Iraq police poised to enter Mosul

Iraqi commanders have said it would only take a few more days to flush out the last IS jihadists remaining on the east bank of the Tigris River than splits Mosul city in two (AFP Photo/Thomas Coex) (AFP/File)

Al Qayyarah (Iraq) (AFP) - Police and interior ministry forces will enter Mosul to help the army defeat the Islamic State group in the east of the city, Iraqi commanders said on Saturday.

Lieutenant General Raed Shaker Jawdat said federal police forces and the elite Rapid Response forces from the interior ministry would soon move in to assist the army's 9th Armoured Division.

The move comes three days after jihadists ambushed the army in the Al-Salam hospital in southeast Mosul, killing several soldiers and forcing them to pull back.

"Our units moved towards Hamdaniyah to support the 9th Division, exact revenge on Daesh for what they did at Al-Salam hospital and retake areas on the east bank of the Mosul," Jawdat told AFP, using an Arabic acronym for IS.

Hamdaniyah, also known as Qaraqosh, is a large town southeast of Mosul which was retaken before Iraqi forces first entered Mosul last month and is used as a staging base for some of the forces operating in the area.

Lieutenant General Qassem al-Maliki, the commander of the 9th Division, said he lost 13 men in the fighting around the hospital.
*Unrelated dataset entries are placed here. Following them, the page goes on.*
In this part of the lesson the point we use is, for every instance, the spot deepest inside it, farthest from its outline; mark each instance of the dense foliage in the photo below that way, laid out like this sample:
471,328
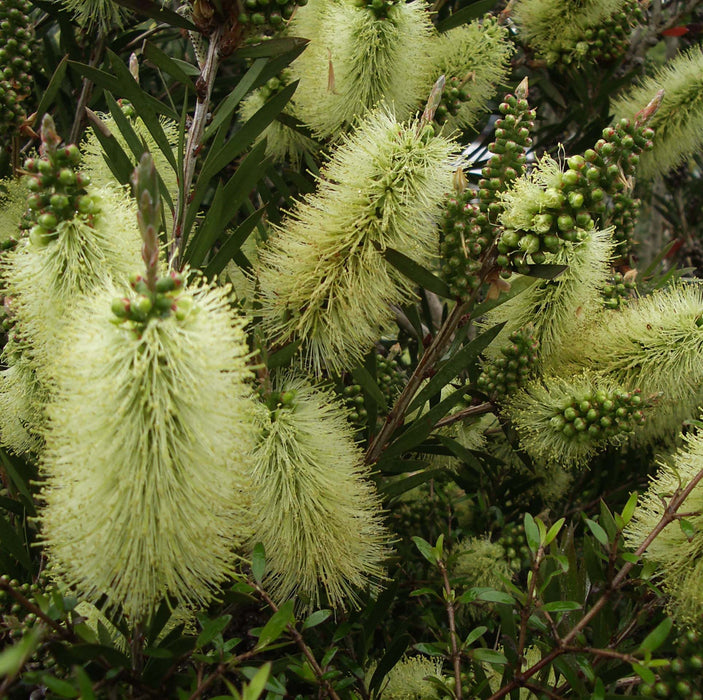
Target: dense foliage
351,349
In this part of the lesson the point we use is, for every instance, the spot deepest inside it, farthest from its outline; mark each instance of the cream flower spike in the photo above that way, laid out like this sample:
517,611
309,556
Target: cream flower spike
311,491
145,485
323,277
358,58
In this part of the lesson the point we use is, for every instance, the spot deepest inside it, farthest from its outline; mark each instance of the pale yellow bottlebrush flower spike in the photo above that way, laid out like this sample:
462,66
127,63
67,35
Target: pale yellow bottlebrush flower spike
680,559
147,452
315,510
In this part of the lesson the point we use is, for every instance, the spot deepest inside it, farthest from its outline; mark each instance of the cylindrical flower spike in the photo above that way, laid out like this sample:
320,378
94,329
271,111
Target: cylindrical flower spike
573,419
356,60
324,278
147,450
311,491
558,308
678,122
679,554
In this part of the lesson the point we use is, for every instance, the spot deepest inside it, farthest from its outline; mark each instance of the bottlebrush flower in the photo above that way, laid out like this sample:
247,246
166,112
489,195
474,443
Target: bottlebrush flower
560,307
572,419
323,278
357,60
148,445
311,492
678,555
478,55
678,122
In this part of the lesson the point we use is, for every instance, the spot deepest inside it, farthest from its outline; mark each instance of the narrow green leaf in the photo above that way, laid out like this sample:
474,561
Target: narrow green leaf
561,606
162,60
456,364
425,548
393,654
272,47
258,562
657,636
52,89
418,274
597,531
466,14
475,634
629,509
531,533
211,628
232,245
274,627
13,544
316,618
688,528
363,377
490,656
554,531
156,11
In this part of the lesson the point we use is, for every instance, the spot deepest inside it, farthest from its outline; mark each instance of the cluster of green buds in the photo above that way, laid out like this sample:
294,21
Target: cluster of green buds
16,48
683,677
455,93
512,540
390,379
618,290
160,302
599,415
272,14
505,374
380,8
57,189
468,226
584,195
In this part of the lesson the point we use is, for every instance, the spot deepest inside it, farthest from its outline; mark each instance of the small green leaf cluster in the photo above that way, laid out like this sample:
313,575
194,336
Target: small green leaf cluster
618,290
16,47
57,189
271,13
379,8
506,374
162,302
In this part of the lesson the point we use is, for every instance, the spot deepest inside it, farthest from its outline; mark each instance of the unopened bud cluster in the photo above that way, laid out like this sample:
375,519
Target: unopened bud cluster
599,415
618,291
16,39
504,375
468,228
683,677
454,95
593,187
57,190
268,13
164,300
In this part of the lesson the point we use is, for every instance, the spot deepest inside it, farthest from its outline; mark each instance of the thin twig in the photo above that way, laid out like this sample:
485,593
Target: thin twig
203,85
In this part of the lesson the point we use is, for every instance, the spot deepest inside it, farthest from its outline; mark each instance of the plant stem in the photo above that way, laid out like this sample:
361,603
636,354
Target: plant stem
203,87
456,655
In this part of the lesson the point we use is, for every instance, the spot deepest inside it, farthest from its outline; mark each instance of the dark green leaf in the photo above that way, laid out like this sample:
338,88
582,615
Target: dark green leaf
258,562
391,657
274,627
657,636
466,14
456,364
417,273
156,11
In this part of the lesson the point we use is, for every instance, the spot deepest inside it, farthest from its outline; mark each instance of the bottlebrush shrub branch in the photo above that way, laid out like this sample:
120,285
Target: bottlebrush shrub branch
324,279
149,436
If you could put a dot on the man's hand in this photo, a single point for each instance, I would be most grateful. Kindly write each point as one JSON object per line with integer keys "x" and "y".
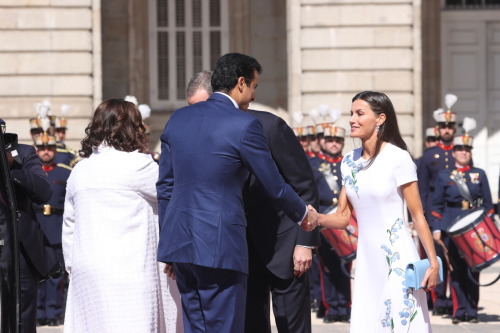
{"x": 10, "y": 159}
{"x": 302, "y": 259}
{"x": 169, "y": 270}
{"x": 436, "y": 235}
{"x": 311, "y": 220}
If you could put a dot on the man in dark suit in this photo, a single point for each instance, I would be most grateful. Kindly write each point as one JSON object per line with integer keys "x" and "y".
{"x": 280, "y": 257}
{"x": 208, "y": 150}
{"x": 50, "y": 216}
{"x": 37, "y": 260}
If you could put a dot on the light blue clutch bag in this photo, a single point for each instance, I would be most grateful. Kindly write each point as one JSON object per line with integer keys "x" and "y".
{"x": 415, "y": 273}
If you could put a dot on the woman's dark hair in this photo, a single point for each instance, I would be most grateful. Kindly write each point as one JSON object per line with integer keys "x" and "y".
{"x": 119, "y": 124}
{"x": 232, "y": 66}
{"x": 389, "y": 130}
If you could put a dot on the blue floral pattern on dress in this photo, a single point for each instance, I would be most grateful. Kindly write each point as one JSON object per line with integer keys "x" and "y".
{"x": 408, "y": 312}
{"x": 355, "y": 168}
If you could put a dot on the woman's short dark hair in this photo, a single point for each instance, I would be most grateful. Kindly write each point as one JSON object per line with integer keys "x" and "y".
{"x": 232, "y": 66}
{"x": 119, "y": 124}
{"x": 389, "y": 130}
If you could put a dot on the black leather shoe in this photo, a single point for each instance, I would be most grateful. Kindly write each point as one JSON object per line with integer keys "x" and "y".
{"x": 343, "y": 319}
{"x": 329, "y": 319}
{"x": 472, "y": 319}
{"x": 53, "y": 322}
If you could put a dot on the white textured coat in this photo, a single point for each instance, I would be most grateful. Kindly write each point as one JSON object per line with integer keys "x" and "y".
{"x": 110, "y": 237}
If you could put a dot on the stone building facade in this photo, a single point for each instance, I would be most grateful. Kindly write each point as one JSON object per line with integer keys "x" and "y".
{"x": 80, "y": 52}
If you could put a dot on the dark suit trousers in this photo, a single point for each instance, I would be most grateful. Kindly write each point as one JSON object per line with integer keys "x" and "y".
{"x": 213, "y": 300}
{"x": 291, "y": 300}
{"x": 29, "y": 290}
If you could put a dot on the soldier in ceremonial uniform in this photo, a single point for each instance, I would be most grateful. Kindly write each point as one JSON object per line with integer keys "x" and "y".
{"x": 336, "y": 286}
{"x": 452, "y": 186}
{"x": 50, "y": 216}
{"x": 326, "y": 197}
{"x": 434, "y": 160}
IS and some other security sources gave higher tolls.

Maliki told AFP that Rapid Response forces were also poised to enter the city on the eastern side to support the 9th Division.

The federal police and interior ministry forces have so far mostly been fighting along a southern front which has stalled within striking distance of Mosul airport, which lies on the western bank of the Tigris river that divides the city.

Most of the fighting in Mosul has been done by the elite Counter-Terrorism Service, which has entered Mosul from the east and has retaken several neighbourhoods.

All commanders have said however that the jihadists have offered stiffer resistance than expected in the city, prompting fears that the operation launched on October 17 to retake IS's last major Iraqi bastion could drag on.